As Congress returns from its August work period and sets its sights on the 2019 finish line, there is a pretty good chance it will engage in the years-long tradition of playing footsy with tax extenders.Tax extenders are those tax breaks Uncle Sam gives out for certain economic activities.The thinking is that these tax breaks will spur investment, job, and economic growth.
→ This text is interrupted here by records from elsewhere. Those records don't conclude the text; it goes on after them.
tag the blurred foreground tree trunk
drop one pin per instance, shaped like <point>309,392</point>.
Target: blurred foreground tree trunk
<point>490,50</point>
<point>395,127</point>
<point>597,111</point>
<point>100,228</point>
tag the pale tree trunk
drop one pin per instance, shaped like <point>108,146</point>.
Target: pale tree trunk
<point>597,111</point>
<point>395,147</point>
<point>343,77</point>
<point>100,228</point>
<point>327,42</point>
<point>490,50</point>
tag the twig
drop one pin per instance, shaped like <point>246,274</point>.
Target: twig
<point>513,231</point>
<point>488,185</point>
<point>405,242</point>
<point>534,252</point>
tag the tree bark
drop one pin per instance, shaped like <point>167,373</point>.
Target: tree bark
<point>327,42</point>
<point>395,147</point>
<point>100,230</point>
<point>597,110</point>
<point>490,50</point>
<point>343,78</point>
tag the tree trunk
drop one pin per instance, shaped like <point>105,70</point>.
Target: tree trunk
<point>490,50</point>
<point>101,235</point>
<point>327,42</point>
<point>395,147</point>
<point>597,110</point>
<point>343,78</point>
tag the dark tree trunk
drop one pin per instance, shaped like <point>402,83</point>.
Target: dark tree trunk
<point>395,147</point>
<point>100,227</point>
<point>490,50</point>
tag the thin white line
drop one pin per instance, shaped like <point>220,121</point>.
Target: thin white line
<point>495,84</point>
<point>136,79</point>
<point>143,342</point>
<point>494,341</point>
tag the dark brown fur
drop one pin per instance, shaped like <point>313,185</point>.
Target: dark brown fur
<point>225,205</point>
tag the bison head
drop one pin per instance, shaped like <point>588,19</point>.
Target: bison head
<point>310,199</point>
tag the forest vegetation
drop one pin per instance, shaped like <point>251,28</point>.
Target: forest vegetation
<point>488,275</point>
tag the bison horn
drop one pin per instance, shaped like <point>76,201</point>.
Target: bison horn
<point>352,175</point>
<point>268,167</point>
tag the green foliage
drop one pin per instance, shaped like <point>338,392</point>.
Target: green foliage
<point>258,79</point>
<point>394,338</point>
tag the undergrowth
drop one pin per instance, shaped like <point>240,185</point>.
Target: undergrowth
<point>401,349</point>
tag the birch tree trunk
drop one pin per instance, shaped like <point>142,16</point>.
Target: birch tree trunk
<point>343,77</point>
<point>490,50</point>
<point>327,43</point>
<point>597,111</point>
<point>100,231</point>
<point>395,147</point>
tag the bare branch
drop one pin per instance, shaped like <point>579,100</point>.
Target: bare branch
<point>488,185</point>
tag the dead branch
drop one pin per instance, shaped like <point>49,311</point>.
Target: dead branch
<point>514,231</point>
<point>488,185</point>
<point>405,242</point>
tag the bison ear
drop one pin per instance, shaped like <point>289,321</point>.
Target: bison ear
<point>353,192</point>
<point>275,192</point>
For more than a decade Congress has enacted these breaks on a relative short-term basis (just a year or two), allowing them to expire (often because of political gridlock), then scrambling to retroactively reauthorize and “extend” them on the backs of must-pass legislation.

Congress is now considering the future of more than two-dozen tax breaks that have expired over the last two years. A few of these provisions are of great interest to technology companies, including:

  • the alternative motor vehicle credit for qualified fuel cell motor vehicles;
  • the credit for two-wheeled plug-in electric vehicles; and
  • the credit for construction of new energy efficient homes.
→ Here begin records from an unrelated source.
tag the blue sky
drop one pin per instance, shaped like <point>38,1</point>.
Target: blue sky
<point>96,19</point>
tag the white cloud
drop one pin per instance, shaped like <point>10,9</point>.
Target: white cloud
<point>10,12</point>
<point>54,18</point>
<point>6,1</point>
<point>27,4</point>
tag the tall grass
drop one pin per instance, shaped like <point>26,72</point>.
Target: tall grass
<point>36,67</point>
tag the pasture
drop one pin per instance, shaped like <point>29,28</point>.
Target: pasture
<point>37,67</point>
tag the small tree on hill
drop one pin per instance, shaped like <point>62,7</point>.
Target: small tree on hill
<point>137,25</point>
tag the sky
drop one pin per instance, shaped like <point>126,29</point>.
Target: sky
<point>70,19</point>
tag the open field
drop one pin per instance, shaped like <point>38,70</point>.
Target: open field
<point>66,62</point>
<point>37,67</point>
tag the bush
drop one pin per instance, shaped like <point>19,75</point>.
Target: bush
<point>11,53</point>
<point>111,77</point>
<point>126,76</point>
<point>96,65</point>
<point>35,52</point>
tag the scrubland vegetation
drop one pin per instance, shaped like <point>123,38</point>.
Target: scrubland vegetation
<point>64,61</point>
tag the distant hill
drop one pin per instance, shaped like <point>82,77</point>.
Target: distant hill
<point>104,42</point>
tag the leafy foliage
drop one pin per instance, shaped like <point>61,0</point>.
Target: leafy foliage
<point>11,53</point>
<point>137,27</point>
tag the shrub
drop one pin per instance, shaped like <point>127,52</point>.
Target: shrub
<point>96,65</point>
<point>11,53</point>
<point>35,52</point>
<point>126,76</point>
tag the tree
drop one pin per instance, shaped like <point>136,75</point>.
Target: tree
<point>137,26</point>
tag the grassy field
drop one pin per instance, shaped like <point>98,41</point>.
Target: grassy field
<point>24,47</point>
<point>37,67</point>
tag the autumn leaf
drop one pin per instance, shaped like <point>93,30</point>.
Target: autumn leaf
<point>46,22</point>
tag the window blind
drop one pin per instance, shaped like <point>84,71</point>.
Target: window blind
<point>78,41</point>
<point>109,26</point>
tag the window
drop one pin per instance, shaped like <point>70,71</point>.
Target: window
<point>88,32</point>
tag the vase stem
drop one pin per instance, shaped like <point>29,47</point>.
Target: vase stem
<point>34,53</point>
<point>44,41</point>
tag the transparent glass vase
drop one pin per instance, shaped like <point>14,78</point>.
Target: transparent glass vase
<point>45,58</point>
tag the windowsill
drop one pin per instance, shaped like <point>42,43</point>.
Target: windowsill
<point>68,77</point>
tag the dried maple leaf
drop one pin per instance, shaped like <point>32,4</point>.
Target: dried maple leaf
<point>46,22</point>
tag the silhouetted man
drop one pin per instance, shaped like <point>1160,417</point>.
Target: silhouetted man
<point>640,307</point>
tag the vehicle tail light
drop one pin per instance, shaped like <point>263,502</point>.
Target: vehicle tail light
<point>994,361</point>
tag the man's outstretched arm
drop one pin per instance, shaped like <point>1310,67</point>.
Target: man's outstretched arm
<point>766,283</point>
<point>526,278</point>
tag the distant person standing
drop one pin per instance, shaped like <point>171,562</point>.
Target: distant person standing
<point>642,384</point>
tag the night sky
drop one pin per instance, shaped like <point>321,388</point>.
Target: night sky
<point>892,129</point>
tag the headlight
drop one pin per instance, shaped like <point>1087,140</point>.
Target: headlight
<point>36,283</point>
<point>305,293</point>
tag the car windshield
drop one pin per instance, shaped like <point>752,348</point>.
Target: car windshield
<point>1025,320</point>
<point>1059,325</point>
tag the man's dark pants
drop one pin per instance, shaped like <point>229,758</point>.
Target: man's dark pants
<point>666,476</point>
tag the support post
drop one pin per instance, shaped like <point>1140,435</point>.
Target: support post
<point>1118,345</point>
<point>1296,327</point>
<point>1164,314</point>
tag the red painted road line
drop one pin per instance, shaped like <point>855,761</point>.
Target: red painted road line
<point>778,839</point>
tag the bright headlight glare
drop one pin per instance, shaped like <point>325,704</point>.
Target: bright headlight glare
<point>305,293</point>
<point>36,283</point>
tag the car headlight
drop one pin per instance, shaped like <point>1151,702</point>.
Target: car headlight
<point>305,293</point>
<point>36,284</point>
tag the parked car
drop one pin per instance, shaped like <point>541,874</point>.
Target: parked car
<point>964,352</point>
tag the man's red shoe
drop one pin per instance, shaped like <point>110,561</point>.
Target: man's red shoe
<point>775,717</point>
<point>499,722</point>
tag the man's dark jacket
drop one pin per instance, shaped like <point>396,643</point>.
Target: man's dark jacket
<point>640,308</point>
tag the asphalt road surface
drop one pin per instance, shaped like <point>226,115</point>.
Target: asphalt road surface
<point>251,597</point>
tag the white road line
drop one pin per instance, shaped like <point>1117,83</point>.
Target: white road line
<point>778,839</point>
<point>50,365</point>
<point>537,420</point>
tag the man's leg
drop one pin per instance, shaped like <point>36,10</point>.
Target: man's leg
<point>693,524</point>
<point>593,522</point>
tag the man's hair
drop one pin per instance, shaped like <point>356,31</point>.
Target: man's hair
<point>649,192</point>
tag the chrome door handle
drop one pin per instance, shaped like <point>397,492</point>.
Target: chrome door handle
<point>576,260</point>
Work on extenders has been slow in both chambers. Senate Finance Chairman Chuck Grassley (R-IA) and Ranking Member Ron Wyden (D-OR) introduced legislation in the spring that would extend 29 currently expiring tax incentives for 2018 and 2019, along with extending 26 tax incentives that expired at the end of 2017. While there has not yet been a hearing or a markup of their bill, the two senators have spearheaded the creation of task forces to find possible solutions that would provide long-term tax certainty in an array of sectors. Four task forces have released their findings (found here, here, here, and here), and others will be doing so in short order.

In the House, Ways and Means Chairman Richard Neal (D-MA) held a markup on his extenders bill in June only after much prodding. While the Ways and Means Committee did pass the legislation, it isn’t clear when –or if –the bill will be considered on the House floor.
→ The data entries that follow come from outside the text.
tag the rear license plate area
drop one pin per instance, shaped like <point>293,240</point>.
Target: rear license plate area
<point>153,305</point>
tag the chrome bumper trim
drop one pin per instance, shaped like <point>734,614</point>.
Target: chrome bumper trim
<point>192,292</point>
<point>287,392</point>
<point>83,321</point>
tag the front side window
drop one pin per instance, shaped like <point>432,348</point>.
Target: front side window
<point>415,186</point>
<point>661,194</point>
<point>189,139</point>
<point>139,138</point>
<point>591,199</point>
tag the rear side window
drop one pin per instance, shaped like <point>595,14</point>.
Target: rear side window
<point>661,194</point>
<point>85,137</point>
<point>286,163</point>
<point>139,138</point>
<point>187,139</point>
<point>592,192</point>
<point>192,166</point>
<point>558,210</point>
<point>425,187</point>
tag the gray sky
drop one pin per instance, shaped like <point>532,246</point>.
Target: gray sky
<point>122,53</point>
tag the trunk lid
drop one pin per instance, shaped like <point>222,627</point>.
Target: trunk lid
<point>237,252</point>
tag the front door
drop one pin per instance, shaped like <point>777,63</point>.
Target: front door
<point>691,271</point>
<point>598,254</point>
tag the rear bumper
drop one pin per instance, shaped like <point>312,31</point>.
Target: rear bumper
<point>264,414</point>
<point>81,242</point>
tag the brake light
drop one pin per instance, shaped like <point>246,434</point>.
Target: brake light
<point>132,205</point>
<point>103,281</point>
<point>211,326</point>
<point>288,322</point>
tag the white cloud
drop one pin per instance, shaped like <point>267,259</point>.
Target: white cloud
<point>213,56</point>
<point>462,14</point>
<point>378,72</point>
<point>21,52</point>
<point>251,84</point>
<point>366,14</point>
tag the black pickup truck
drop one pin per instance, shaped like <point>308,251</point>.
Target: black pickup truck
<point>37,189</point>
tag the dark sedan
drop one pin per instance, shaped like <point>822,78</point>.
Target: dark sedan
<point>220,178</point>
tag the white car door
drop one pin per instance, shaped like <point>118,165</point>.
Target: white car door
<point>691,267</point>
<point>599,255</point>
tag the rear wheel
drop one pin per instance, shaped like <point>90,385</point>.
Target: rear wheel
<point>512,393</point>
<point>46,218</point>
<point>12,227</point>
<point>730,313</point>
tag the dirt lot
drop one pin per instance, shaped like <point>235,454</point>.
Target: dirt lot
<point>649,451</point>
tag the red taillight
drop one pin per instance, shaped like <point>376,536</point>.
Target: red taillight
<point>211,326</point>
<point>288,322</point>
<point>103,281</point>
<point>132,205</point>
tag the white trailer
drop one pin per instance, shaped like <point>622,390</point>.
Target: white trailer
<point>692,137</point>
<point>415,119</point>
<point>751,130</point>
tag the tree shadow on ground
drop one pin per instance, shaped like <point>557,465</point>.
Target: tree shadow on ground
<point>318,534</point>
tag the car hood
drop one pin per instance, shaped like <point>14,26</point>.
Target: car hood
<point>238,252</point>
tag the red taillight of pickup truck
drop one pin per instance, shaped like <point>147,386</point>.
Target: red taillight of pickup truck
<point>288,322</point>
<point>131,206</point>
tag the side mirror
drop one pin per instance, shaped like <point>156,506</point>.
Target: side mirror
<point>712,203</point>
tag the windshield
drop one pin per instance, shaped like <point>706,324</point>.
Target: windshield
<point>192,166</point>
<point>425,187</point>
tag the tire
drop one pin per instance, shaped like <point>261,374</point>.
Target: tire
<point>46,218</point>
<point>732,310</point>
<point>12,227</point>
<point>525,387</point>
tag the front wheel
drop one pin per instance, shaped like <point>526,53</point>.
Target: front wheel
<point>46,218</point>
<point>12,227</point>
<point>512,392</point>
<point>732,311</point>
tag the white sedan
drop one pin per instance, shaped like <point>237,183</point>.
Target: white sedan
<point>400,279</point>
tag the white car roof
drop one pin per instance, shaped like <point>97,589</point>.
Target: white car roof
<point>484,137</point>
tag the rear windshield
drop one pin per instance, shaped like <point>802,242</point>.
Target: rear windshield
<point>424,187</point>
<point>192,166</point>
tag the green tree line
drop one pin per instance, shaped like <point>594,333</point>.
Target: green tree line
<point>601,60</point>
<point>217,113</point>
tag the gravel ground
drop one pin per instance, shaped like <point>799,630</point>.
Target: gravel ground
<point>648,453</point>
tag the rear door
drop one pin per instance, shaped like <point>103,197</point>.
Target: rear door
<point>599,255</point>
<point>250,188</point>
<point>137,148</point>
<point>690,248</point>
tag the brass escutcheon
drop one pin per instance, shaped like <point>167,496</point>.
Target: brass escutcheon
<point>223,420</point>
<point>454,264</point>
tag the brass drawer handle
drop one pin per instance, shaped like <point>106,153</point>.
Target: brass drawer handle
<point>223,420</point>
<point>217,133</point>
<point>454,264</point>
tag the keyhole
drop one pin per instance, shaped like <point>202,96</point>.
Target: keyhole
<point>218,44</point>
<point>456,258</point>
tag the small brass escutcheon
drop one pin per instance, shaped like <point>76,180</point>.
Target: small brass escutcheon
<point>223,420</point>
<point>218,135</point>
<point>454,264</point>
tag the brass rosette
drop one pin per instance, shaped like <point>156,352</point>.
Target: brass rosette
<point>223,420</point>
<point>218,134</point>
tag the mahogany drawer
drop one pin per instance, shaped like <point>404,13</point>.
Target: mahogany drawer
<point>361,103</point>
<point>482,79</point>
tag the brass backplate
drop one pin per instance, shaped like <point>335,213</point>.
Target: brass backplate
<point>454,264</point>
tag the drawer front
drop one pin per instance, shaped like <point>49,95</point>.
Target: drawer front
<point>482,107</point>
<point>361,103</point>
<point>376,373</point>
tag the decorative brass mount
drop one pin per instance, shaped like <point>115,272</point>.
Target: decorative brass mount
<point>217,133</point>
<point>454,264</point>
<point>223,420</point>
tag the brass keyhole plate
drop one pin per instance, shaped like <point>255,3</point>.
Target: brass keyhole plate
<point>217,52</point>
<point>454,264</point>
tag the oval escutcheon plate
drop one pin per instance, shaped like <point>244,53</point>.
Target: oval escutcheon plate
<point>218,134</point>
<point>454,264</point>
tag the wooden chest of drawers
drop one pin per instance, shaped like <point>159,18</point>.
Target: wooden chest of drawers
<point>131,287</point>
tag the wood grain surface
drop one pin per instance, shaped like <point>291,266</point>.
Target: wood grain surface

It’s unlikely the extenders issue will be resolved by October 15th, when those businesses that asked for a 2018 extension to file their taxes will have to do so. So, it remains most likely that their 2018 returns will have be amended if Congress ends up extending these provisions at a later date.

Tackling extenders can be a politically touchy issue, especially in the face of mounting populism within the electorate. But even against this backdrop, lawmakers shouldn’t be deterred from making permanent key tax incentives to spur tech investment and growth. According to our own Cyberstates reporting, the tech industry contributed almost $2 trillion to the U.S. economy, and employed almost 12 million people in 2018. In extending these important provisions just a year or two at a time, and then scurrying to get them passed at the eleventh hour, Congress is needlessly putting our country’s innovation and key economic driver at risk. Congress can help ensure the industry’s growth and stability by passing a commonsense extenders package that spurs investment, job, and economic growth.